One of the quirks of sense was the fact this enormous terrain had been very finely divided by its first editor. It was sometimes difficult to see where the exact distinction between senses lay, or where a particular quotation should be placed. For example the gradation of consciousness between these two senses is a fine one:

14a The combined faculties of sensation and perception, including but not limited to the five senses, which are rendered inert or inactive when their possessor is asleep or otherwise unconscious; the faculties of sensation and perception in a state of wakefulness of alertness.

17b The thinking or reasoning faculties of the human mind in a normal or undisturbed state; reason, sanity, wits.

To which sense does a drunken person belong?

1720 E. Lloyd, tr. J. Chardin Trav. Persia I xii. 118, I can no longer bear, that thou shouldst here preserve thy Senses, while we are all drunk.

I have placed this quotation at 17b, but the sense comes with the proviso: ‘Sometimes not easily distinguishable from sense 14a.’

The distinction between the following senses is an even more complex matter:

12a Originally: any of the faculties of sight, hearing, smell, taste, and touch; any of the five senses. […]  In later uses more generally: any of the faculties by which external or internal stimuli are perceived, involving the transmission of nerve impulses from specialized neurons (receptors) to the brain.

15a In pl. The faculties of physical sensation, esp. the five senses, considered as the means of exciting or satisfying sexual or sensual desire. Also occasionally in sing.: a faculty of this kind.

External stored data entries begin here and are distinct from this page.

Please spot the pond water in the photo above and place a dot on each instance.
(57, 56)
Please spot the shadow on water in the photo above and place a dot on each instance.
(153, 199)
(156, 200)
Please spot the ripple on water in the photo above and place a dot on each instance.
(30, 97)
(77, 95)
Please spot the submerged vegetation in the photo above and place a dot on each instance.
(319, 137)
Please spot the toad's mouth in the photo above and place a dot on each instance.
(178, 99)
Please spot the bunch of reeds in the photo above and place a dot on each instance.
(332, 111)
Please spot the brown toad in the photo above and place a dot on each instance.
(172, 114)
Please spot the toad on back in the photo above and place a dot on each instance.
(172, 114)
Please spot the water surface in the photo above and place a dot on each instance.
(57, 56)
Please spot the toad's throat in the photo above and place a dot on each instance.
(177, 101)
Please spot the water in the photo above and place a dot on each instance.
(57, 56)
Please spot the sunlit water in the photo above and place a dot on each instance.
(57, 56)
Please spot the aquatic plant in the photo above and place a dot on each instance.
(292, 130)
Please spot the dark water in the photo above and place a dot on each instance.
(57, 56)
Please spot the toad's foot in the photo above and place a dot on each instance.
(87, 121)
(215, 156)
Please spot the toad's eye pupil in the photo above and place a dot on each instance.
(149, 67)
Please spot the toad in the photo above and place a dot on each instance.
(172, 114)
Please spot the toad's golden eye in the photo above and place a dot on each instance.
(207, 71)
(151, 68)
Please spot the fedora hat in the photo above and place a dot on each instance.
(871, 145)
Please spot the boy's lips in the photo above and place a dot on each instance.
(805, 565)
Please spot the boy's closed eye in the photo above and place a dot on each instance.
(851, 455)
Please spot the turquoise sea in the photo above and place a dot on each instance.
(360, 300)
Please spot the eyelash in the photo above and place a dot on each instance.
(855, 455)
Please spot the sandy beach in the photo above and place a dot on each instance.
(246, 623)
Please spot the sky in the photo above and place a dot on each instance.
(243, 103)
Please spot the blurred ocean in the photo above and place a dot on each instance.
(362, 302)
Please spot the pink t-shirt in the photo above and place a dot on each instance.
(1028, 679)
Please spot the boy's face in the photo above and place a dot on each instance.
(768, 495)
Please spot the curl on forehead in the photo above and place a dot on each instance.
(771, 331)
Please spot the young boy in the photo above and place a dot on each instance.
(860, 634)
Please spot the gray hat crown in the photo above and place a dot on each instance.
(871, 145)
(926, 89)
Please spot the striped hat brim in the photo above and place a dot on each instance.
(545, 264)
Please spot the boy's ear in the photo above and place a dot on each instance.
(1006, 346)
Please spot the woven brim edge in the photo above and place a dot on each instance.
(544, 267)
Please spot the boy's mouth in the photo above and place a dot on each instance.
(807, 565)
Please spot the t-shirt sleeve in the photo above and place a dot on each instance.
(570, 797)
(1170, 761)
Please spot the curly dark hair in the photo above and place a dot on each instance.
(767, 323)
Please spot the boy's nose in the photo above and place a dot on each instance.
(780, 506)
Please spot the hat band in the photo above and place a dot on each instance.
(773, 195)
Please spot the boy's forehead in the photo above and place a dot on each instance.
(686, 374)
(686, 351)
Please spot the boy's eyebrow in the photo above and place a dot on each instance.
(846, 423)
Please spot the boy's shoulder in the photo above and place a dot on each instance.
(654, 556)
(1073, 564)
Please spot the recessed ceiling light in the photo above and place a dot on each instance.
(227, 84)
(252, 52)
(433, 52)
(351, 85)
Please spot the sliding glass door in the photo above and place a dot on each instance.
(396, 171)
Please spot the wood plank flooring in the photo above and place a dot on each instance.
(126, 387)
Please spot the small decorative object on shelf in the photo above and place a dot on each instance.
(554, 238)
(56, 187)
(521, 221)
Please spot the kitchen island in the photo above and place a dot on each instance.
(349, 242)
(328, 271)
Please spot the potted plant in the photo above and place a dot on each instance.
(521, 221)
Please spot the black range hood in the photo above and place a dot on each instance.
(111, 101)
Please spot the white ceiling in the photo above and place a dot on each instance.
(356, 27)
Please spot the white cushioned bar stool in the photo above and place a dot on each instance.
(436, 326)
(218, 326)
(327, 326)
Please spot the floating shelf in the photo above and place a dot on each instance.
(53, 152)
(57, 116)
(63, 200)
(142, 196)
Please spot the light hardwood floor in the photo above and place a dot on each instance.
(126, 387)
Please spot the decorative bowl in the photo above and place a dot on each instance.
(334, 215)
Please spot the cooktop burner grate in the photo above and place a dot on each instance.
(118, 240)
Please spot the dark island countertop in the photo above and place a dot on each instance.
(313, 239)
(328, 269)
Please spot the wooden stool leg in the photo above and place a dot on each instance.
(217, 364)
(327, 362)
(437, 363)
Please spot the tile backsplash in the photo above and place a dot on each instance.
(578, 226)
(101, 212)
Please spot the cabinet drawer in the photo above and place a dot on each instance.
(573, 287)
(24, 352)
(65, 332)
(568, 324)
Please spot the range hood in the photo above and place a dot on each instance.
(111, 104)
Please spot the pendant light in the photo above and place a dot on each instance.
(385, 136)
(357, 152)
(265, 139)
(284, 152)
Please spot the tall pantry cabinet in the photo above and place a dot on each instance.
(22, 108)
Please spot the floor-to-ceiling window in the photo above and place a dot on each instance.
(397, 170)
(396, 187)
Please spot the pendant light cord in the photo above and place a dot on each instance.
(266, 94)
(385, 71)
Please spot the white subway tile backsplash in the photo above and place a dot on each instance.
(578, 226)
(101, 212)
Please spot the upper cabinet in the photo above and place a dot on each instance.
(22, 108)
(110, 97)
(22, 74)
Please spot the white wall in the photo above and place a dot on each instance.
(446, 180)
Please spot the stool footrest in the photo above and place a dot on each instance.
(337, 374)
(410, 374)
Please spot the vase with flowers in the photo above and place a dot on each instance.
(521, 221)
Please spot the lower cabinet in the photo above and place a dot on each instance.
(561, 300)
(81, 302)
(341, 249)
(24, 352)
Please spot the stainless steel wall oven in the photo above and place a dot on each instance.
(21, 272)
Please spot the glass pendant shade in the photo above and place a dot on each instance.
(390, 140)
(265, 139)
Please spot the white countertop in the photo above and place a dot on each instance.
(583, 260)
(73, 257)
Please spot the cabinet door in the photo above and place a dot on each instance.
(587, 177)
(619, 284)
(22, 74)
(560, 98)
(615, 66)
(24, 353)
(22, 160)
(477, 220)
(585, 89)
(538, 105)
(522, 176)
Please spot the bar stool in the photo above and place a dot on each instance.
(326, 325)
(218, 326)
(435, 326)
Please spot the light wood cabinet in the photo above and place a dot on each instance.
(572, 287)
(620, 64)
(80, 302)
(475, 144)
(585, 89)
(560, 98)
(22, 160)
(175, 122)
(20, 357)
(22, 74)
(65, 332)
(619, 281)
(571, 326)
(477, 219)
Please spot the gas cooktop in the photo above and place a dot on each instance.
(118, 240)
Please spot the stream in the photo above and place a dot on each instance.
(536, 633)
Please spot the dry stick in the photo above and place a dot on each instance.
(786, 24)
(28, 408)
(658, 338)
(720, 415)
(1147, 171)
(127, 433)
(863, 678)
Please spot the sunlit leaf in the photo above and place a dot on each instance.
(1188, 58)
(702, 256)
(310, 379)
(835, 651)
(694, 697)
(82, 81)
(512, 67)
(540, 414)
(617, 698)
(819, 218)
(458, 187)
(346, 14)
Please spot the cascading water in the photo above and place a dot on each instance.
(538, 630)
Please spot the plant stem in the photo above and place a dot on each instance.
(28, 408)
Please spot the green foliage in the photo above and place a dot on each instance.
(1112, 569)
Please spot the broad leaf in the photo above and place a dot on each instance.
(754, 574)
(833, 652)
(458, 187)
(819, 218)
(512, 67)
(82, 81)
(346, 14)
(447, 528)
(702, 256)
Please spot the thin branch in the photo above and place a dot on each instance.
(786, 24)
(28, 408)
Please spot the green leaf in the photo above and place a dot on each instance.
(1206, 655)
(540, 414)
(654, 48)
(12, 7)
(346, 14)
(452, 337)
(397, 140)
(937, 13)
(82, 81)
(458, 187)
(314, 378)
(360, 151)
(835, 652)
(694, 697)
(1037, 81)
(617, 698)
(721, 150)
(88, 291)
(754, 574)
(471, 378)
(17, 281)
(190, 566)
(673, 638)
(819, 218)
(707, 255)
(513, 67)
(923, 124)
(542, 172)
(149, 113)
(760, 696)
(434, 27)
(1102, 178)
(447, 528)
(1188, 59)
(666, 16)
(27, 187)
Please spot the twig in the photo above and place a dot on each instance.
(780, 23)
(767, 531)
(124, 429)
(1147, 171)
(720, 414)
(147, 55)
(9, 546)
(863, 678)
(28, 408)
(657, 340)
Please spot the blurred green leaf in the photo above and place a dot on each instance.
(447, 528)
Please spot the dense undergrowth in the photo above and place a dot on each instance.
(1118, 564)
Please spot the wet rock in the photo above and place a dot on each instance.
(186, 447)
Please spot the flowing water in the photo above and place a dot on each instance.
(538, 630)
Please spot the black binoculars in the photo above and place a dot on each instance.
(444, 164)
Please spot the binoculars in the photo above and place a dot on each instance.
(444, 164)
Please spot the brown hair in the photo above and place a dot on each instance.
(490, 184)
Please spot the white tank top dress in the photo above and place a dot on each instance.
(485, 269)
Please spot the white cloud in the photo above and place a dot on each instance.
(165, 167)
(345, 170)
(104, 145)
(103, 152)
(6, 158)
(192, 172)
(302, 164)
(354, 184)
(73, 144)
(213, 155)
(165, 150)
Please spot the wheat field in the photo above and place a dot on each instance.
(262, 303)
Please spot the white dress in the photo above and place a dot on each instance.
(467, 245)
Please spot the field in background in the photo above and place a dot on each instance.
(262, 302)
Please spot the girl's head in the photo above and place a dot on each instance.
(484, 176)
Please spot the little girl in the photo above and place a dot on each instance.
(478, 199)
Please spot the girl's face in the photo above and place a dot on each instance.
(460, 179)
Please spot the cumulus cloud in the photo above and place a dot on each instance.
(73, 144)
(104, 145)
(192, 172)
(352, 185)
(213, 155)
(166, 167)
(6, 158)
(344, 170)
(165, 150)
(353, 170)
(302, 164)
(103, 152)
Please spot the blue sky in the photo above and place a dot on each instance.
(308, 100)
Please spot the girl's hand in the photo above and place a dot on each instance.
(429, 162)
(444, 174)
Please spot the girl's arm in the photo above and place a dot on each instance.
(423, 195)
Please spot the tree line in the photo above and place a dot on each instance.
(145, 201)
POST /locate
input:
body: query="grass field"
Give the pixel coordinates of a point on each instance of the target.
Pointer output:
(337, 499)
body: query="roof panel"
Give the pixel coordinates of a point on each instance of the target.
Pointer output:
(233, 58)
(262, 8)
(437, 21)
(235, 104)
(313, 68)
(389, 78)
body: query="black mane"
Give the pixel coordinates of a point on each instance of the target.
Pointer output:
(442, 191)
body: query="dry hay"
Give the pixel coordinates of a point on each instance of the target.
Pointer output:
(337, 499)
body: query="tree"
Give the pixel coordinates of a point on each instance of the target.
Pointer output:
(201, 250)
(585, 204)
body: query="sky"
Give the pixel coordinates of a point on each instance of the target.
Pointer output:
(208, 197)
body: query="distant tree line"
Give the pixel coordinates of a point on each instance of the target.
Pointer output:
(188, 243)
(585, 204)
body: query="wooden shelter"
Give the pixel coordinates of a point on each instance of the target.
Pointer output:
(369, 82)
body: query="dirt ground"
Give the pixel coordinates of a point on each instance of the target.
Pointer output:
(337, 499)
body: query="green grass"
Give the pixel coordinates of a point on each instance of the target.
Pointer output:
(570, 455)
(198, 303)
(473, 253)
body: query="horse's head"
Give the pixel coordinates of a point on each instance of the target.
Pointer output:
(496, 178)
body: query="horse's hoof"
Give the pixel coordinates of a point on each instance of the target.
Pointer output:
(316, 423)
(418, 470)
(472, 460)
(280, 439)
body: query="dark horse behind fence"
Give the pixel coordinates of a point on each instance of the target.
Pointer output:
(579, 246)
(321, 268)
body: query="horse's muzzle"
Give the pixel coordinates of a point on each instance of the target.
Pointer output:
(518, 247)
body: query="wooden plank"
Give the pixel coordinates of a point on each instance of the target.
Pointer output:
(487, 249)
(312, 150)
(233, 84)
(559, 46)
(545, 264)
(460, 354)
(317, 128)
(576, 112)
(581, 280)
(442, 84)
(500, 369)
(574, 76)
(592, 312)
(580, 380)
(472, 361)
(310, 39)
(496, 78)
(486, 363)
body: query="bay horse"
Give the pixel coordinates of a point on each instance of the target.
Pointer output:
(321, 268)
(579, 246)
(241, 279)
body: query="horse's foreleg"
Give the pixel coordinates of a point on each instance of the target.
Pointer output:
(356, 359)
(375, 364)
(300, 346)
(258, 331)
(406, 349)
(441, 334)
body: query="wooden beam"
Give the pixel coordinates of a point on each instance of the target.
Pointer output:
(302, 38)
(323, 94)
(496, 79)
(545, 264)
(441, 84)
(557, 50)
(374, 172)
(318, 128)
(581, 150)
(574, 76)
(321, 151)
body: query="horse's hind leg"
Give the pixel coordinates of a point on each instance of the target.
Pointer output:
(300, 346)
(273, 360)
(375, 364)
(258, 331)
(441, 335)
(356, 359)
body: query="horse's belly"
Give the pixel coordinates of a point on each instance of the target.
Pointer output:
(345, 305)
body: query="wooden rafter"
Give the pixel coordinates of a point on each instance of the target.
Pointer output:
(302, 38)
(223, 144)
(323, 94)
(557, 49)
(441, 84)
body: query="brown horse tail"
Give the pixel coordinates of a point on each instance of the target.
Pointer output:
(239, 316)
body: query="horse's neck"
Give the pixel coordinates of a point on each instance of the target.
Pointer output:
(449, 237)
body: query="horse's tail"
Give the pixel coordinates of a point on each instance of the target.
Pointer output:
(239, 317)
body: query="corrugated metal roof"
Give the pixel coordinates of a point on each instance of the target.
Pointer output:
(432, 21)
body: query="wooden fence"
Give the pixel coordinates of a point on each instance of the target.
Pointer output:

Here it is arguable that the two definitions refer to exactly the same faculties – the faculties of sensation. It is the primacy of sexual behaviour to human culture, and the moral censure which certain behaviour has attracted in the past, which has caused these faculties in a state of sexual arousal to be viewed as qualitatively distinct. This presents an interesting problem for a dictionary editor, and one that is faced in other entries too: senses that essentially describe ‘the same thing’ may be justified because of the diverse ways that thing is viewed. In this case, should I have dismissed sense 15a as the product of a bygone social outlook, and incorporated it into sense 12a? Or should I have regarded it as distinct part of the word’s history, and retained it? I decided to do the latter, whilst also adding a note to say that in the course of the 20th century, as social norms around sexual behaviour have significantly shifted (in some parts of the world at least) this sense has largely become a contextual use of sense 12a.

Those are a few aspects of this large word. In his 1960 work Studies in Words C. S. Lewis noted that sentire, the Latin verb from which sense derives, ‘from the beginning […] has a tendency to bifurcation.’ Sense has undoubtedly delivered on its Latinate promise, and continued to bifurcate. It has taken root both widely and deeply in our language, and enters naturally into our discourse about words, books, meaning, reason, wisdom, awareness, sensitivity, intelligence, perception, intuition, feeling, sex, sensuality, and consciousness. It is probably true to say that every adult English speaker from the late fourteenth century onwards has used, in speech or writing, this unassuming polysemous monosyllable, and so those roots are the consequence of daily, demotic use. Whatever form this word has taken, it is because people have had something to say, and needed sense to say it.